When raising the angular speed of one of the working chambers, the retaining ring, interacting with it, as well as with other working chambers, takes some of the energy (the flywheel moment) and distributes it among the others, remove them and increase the angular velocity, its average value, ring, Thus, it reduces the amplitude of torsional vibrations of the first working chamber, increasing the angular velocity (intrinsic) to a certain value. With a decrease in the angular velocity of one (or all) of the working chamber, the massive ring, having given off its kinetic energy, aligns the angular velocity of this working chamber.
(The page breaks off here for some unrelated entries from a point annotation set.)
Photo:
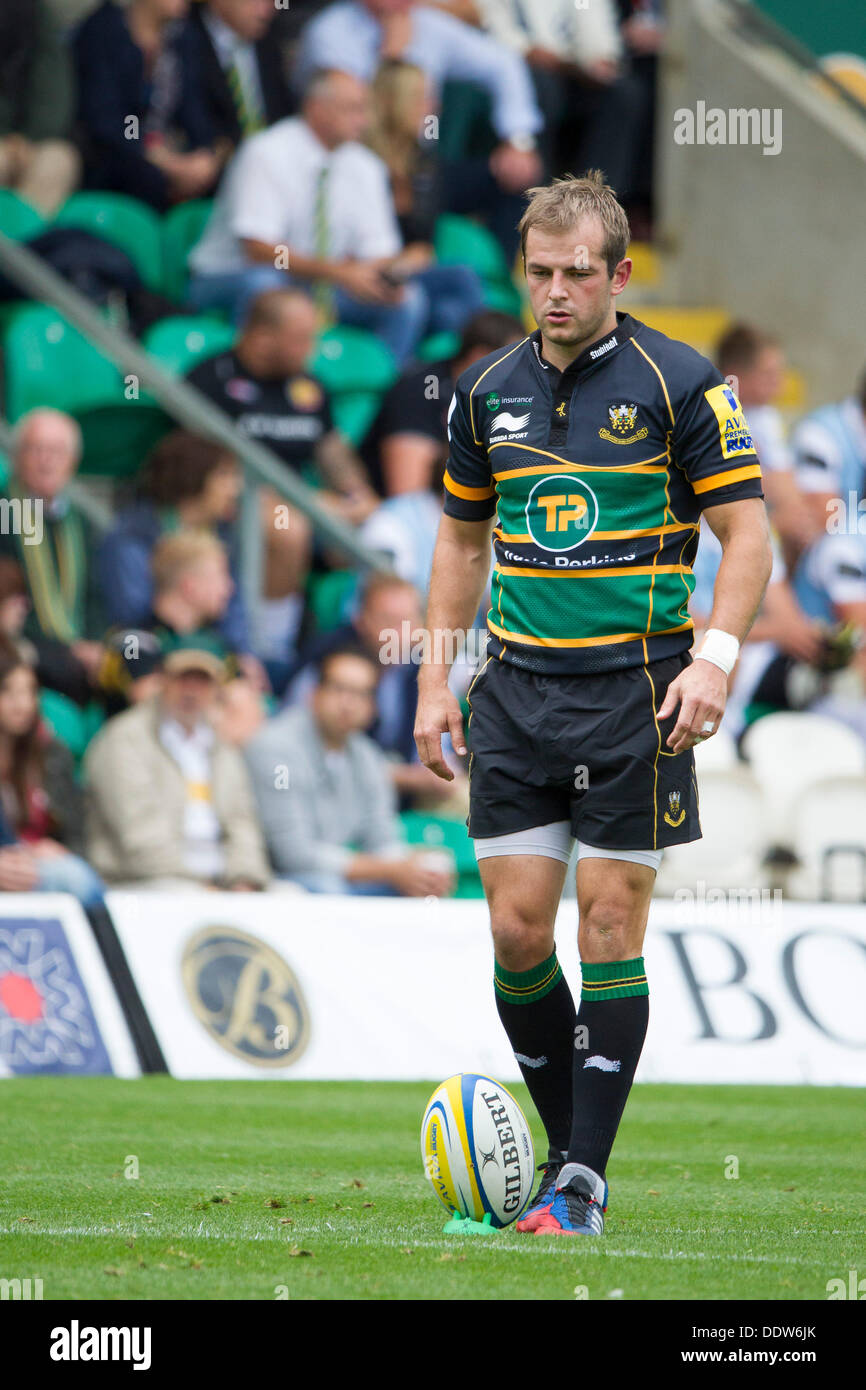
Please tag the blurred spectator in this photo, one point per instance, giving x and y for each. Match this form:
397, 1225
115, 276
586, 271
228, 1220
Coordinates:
387, 622
142, 116
188, 484
41, 804
592, 107
644, 35
324, 794
758, 362
168, 802
402, 102
306, 202
192, 588
263, 385
53, 544
830, 458
36, 106
360, 34
407, 439
243, 84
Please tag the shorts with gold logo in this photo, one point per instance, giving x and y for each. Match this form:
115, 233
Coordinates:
581, 748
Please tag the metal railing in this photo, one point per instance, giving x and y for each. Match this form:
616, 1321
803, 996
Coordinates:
196, 413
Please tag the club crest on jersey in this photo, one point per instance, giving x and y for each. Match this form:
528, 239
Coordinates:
623, 420
562, 512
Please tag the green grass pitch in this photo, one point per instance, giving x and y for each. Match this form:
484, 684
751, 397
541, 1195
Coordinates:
316, 1190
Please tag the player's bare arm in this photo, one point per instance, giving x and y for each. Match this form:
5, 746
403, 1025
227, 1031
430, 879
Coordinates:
747, 560
458, 581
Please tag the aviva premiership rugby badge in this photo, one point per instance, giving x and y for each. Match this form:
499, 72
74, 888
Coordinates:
733, 430
623, 421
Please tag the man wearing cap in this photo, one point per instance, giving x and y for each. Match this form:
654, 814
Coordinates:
168, 802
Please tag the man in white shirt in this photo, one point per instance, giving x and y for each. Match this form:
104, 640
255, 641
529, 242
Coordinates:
306, 202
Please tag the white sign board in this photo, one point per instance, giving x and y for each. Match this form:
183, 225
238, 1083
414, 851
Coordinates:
319, 987
59, 1012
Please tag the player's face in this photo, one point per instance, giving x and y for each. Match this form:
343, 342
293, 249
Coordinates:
570, 289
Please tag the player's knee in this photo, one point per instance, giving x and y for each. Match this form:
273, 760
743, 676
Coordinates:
520, 943
608, 930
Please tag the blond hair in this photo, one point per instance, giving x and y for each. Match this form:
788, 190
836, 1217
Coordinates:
392, 136
174, 555
560, 205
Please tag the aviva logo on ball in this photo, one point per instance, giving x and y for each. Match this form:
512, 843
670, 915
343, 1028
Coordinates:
477, 1148
562, 512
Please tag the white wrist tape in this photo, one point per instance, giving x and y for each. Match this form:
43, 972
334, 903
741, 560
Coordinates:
720, 648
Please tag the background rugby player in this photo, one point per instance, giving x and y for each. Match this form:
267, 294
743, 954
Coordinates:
598, 442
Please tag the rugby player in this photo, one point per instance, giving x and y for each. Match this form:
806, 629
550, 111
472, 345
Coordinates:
594, 445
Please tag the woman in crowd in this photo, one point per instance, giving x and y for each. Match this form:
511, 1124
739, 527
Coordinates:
399, 136
141, 113
41, 805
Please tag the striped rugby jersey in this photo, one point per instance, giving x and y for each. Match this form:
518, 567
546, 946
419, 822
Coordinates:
598, 476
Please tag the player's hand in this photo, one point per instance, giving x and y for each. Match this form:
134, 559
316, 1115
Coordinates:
701, 692
438, 713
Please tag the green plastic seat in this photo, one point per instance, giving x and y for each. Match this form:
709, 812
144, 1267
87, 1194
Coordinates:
441, 833
49, 363
123, 221
182, 342
68, 722
459, 241
438, 346
181, 230
350, 359
330, 598
18, 218
356, 369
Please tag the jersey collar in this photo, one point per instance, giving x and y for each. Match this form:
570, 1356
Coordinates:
594, 353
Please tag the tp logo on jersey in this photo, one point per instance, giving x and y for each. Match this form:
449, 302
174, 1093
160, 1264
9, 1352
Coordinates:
562, 512
733, 428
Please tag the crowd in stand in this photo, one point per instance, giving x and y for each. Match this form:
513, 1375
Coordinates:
231, 745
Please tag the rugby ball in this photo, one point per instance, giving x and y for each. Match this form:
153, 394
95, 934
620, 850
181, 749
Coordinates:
477, 1148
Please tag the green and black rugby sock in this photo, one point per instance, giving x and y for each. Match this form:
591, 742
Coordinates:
613, 1012
537, 1012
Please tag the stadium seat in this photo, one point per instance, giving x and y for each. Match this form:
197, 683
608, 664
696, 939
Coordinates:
49, 363
459, 241
18, 218
181, 342
123, 221
68, 722
829, 838
355, 369
330, 598
181, 230
788, 752
716, 754
736, 837
438, 346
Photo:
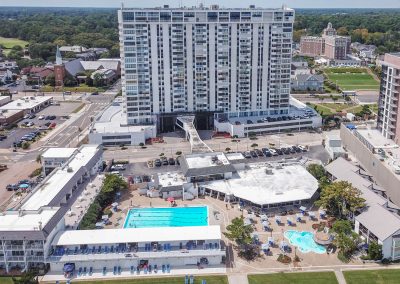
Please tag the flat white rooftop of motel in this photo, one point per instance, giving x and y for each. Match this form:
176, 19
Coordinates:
43, 195
291, 182
205, 160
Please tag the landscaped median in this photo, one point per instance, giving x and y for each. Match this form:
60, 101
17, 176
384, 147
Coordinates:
217, 279
381, 276
294, 278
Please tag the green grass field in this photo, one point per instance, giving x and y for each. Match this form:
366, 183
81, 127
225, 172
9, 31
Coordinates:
389, 276
294, 278
218, 279
322, 110
9, 43
352, 80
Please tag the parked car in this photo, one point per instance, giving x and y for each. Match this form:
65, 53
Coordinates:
302, 148
11, 187
137, 179
247, 155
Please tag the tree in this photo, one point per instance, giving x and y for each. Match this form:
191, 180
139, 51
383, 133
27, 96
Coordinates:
375, 251
50, 80
316, 170
26, 278
98, 79
339, 198
238, 232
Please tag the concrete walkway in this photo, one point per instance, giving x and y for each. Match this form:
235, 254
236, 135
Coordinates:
340, 277
238, 279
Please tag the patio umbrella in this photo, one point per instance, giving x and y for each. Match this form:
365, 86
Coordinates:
265, 246
303, 208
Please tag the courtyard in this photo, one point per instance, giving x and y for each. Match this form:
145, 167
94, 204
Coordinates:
352, 78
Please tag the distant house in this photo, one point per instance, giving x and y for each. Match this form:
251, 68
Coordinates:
74, 49
107, 75
299, 67
8, 65
308, 82
5, 76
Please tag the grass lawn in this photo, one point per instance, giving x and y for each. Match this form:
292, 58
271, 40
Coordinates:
218, 279
337, 106
322, 110
389, 276
9, 43
295, 278
6, 280
85, 89
361, 80
78, 108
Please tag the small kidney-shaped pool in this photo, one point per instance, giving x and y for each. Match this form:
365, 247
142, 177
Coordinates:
304, 241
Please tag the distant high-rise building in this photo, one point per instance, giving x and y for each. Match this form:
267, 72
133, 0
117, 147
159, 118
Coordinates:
312, 46
204, 60
389, 110
329, 45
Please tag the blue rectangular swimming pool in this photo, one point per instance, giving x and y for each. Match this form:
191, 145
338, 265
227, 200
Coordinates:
167, 217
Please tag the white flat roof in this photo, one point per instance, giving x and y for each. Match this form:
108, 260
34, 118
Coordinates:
26, 102
58, 153
291, 183
204, 160
234, 156
113, 120
112, 236
171, 179
57, 180
29, 221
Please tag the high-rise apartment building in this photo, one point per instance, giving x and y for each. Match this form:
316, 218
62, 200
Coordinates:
329, 45
389, 108
204, 60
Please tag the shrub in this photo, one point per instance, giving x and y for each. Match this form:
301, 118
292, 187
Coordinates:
284, 259
26, 145
111, 185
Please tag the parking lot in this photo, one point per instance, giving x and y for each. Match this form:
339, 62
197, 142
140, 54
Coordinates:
141, 168
61, 113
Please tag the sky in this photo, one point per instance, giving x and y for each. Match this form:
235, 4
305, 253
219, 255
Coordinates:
223, 3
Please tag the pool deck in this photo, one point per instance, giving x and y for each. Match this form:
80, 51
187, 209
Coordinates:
220, 214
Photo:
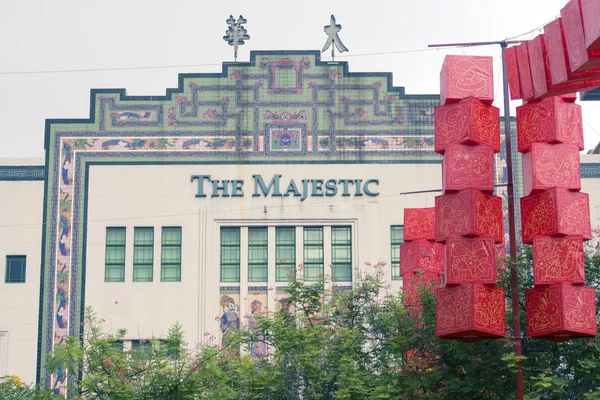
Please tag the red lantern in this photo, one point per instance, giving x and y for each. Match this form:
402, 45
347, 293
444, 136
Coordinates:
580, 58
470, 260
526, 82
468, 167
555, 212
419, 223
551, 120
558, 260
469, 121
558, 59
421, 256
468, 213
542, 75
590, 11
414, 284
470, 311
463, 76
513, 73
561, 312
549, 165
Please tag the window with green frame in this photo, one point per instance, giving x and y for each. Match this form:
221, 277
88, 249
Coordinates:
396, 235
230, 254
257, 254
15, 269
313, 253
143, 254
114, 264
341, 253
285, 253
170, 260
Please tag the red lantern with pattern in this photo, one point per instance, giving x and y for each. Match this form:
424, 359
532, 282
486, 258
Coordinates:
422, 257
555, 212
560, 312
470, 311
551, 120
469, 212
463, 76
558, 259
470, 260
468, 167
469, 121
580, 58
549, 165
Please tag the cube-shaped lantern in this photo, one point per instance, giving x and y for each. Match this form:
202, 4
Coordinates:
590, 11
470, 260
468, 121
555, 212
560, 312
419, 223
524, 72
558, 59
558, 259
414, 284
580, 58
468, 167
464, 76
422, 257
541, 75
549, 165
513, 73
470, 312
551, 120
469, 213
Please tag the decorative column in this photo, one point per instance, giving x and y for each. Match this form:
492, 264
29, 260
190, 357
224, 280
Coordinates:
421, 259
468, 216
556, 220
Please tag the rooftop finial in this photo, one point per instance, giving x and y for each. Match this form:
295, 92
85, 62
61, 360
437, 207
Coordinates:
332, 38
236, 33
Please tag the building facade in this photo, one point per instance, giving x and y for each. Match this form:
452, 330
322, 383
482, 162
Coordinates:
199, 206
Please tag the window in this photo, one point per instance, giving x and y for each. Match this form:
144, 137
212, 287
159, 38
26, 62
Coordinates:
313, 253
285, 254
257, 254
170, 262
114, 270
15, 269
396, 235
230, 254
143, 254
341, 254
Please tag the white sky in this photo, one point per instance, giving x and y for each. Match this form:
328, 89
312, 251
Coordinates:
39, 35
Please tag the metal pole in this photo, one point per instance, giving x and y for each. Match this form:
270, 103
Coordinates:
512, 235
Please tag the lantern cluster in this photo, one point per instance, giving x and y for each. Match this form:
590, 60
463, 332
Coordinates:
469, 219
563, 60
421, 259
555, 220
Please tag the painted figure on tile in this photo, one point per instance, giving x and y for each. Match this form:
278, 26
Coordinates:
258, 348
230, 320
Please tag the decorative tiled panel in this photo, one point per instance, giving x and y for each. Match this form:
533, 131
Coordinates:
279, 106
22, 173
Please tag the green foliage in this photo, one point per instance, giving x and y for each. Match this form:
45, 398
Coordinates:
328, 343
11, 388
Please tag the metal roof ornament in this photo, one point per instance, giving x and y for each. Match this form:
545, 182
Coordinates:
236, 33
333, 38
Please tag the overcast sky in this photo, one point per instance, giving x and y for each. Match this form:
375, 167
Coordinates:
63, 35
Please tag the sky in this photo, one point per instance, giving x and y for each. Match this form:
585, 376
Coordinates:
143, 45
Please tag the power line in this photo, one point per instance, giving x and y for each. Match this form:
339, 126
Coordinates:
149, 67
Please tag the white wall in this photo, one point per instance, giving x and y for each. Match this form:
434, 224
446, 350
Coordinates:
20, 234
159, 196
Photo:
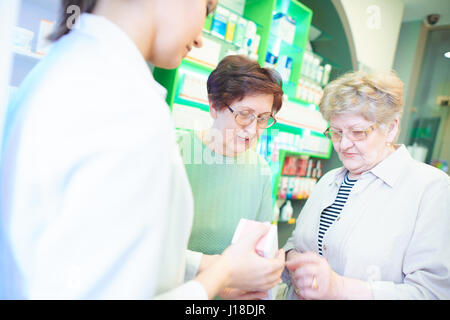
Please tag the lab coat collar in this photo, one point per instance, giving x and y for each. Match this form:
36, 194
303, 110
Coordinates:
109, 34
390, 169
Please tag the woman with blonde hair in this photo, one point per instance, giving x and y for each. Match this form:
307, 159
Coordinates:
378, 227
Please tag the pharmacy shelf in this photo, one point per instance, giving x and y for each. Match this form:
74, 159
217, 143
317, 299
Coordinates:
282, 156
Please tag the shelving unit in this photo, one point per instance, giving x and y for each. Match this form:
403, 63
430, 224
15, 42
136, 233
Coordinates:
31, 12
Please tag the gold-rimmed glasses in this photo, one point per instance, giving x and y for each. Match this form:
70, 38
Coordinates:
246, 117
353, 135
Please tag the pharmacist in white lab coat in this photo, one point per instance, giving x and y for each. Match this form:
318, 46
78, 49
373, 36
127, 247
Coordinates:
94, 197
378, 227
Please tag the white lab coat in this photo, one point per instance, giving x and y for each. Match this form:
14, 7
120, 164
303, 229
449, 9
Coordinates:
393, 231
95, 198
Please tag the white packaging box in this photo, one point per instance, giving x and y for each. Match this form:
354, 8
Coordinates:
266, 247
43, 44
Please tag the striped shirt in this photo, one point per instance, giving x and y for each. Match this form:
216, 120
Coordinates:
331, 213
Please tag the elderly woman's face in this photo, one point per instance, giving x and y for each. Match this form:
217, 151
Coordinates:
238, 138
360, 156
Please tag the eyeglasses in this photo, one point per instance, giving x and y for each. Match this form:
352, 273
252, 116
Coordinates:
245, 118
353, 135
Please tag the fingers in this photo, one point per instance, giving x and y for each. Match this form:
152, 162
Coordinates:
252, 238
302, 258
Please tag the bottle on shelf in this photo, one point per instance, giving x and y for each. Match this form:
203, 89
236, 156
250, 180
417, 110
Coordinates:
276, 212
231, 27
219, 23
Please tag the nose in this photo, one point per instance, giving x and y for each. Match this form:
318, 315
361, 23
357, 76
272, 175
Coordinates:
251, 128
345, 143
198, 41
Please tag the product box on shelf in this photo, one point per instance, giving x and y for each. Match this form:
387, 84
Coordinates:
283, 27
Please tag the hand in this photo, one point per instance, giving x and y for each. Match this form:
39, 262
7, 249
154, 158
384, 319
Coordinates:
312, 276
238, 294
248, 270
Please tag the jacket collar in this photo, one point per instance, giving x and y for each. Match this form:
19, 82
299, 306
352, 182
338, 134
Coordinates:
388, 170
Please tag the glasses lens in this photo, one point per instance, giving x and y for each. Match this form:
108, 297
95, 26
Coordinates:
358, 135
244, 118
266, 121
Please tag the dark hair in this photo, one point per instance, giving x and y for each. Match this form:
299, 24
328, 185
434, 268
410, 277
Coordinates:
237, 76
62, 28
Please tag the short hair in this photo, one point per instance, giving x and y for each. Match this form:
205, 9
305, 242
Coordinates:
376, 96
237, 76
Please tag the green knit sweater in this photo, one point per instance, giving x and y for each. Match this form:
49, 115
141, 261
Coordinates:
225, 189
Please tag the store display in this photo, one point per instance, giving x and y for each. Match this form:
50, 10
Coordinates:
283, 27
239, 33
219, 22
250, 34
287, 211
43, 43
231, 26
299, 175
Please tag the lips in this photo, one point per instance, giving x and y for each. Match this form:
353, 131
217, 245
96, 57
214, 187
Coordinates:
244, 139
348, 155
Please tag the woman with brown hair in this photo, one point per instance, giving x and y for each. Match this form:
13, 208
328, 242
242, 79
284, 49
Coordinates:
94, 196
229, 180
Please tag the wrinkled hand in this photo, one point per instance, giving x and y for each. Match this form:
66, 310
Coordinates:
248, 270
312, 276
238, 294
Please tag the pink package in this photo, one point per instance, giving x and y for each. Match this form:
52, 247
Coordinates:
267, 246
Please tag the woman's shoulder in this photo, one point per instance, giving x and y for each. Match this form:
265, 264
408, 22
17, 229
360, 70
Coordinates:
426, 174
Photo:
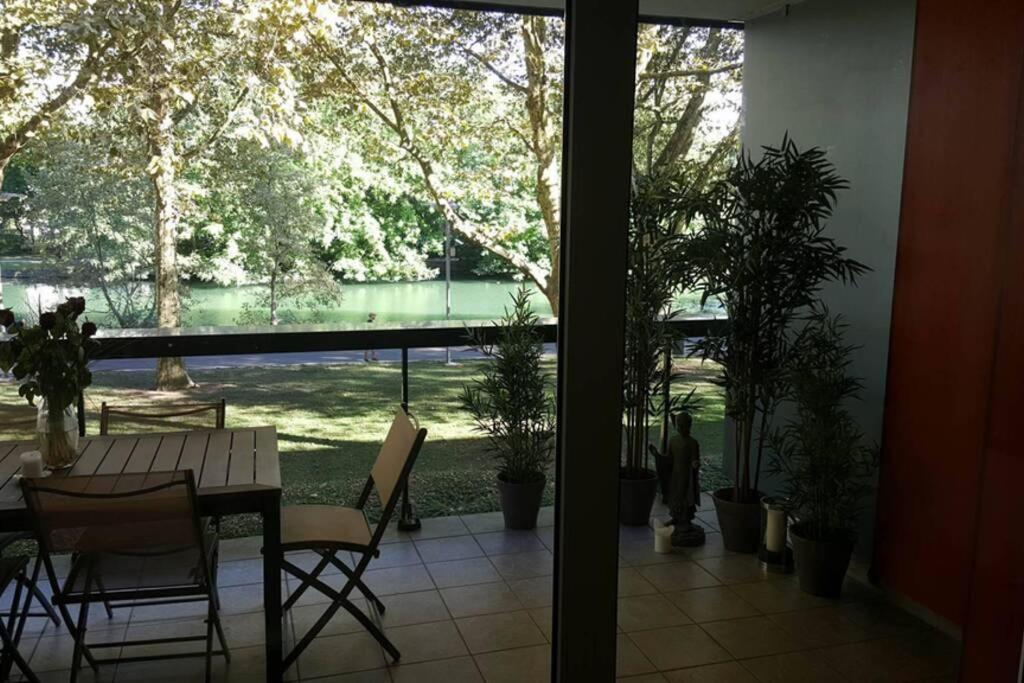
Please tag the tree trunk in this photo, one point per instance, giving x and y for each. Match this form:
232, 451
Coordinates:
273, 298
171, 372
546, 145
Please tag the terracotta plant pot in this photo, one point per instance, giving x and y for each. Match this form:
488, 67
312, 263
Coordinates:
821, 565
520, 503
740, 522
636, 497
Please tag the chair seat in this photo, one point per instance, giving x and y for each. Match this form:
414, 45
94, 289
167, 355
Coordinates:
308, 526
119, 572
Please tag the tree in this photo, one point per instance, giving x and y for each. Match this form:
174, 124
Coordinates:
52, 51
204, 68
90, 213
276, 226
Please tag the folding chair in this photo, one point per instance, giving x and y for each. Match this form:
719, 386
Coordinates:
12, 570
135, 540
329, 529
17, 614
182, 416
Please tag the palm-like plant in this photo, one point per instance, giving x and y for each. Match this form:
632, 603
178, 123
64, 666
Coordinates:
512, 403
761, 250
819, 453
660, 210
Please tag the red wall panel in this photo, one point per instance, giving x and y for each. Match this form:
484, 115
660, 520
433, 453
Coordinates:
947, 307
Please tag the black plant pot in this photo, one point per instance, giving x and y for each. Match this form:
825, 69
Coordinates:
740, 522
520, 503
821, 565
664, 464
636, 496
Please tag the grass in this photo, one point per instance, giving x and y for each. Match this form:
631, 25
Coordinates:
331, 420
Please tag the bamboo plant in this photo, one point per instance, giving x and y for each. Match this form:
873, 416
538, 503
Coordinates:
761, 249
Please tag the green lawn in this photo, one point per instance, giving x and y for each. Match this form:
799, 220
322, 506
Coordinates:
331, 420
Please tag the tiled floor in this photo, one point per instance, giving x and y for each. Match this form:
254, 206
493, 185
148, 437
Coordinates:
468, 601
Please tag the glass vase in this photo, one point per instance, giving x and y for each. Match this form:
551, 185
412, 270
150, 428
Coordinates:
57, 433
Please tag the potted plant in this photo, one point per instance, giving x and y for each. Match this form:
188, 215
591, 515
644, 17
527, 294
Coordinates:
513, 404
659, 209
50, 359
820, 456
761, 250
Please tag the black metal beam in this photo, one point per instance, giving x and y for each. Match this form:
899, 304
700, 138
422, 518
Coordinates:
600, 65
296, 338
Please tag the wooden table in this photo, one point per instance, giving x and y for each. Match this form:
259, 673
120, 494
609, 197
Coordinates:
237, 471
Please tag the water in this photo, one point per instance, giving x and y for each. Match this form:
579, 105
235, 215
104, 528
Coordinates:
393, 302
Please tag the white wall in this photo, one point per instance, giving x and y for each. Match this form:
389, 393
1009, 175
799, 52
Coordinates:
836, 74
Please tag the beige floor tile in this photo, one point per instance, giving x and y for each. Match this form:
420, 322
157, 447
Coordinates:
727, 672
712, 604
482, 599
543, 617
536, 592
398, 580
500, 632
423, 642
524, 565
463, 572
778, 595
457, 670
677, 577
629, 659
519, 666
648, 611
448, 549
821, 627
734, 568
809, 667
340, 654
631, 583
753, 636
410, 608
679, 646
Such a phenomenon can be observed, for example, when there is a large discrepancy between the mass of loading of the working chamber and the rest (due to blockage of the opening for discharging the working fluid) or, conversely, when the supply of working fluid is stopped.

Possessing a large inertial mass, co. 13 serves as a balanced flywheel, connected through friction (which is promoted by articulated axles) or gear.

the engagement with the working chambers ensures the reduction of the torsional vibrations of the working chambers that run around the central element 8.

The torsion bar 9, bending in the direction of the forces developed by the working chambers, provides a flat movement of the central element 8, creating evenly distributed forces in the kinematic chain of rolling, i.e. allowing the central element to be installed coaxially with the cup-shaped bottom 2.

Claims (1)

Invention Formula A device for centrifugal-planetary abrasive machining of parts, comprising a platform rotating by means of a drive, carrying vertically placed working chambers mounted rotatably around their axes pu1509234 56 the kinematic connection with the zeitral platform is articulated and connected between the element fastened by means of a shaft which is inserted into the device with a bandage on the base, characterized in that, at the same time, the shaft connecting the center of the quality and the production element with the base, processing, the working chambers are placed5 torsion.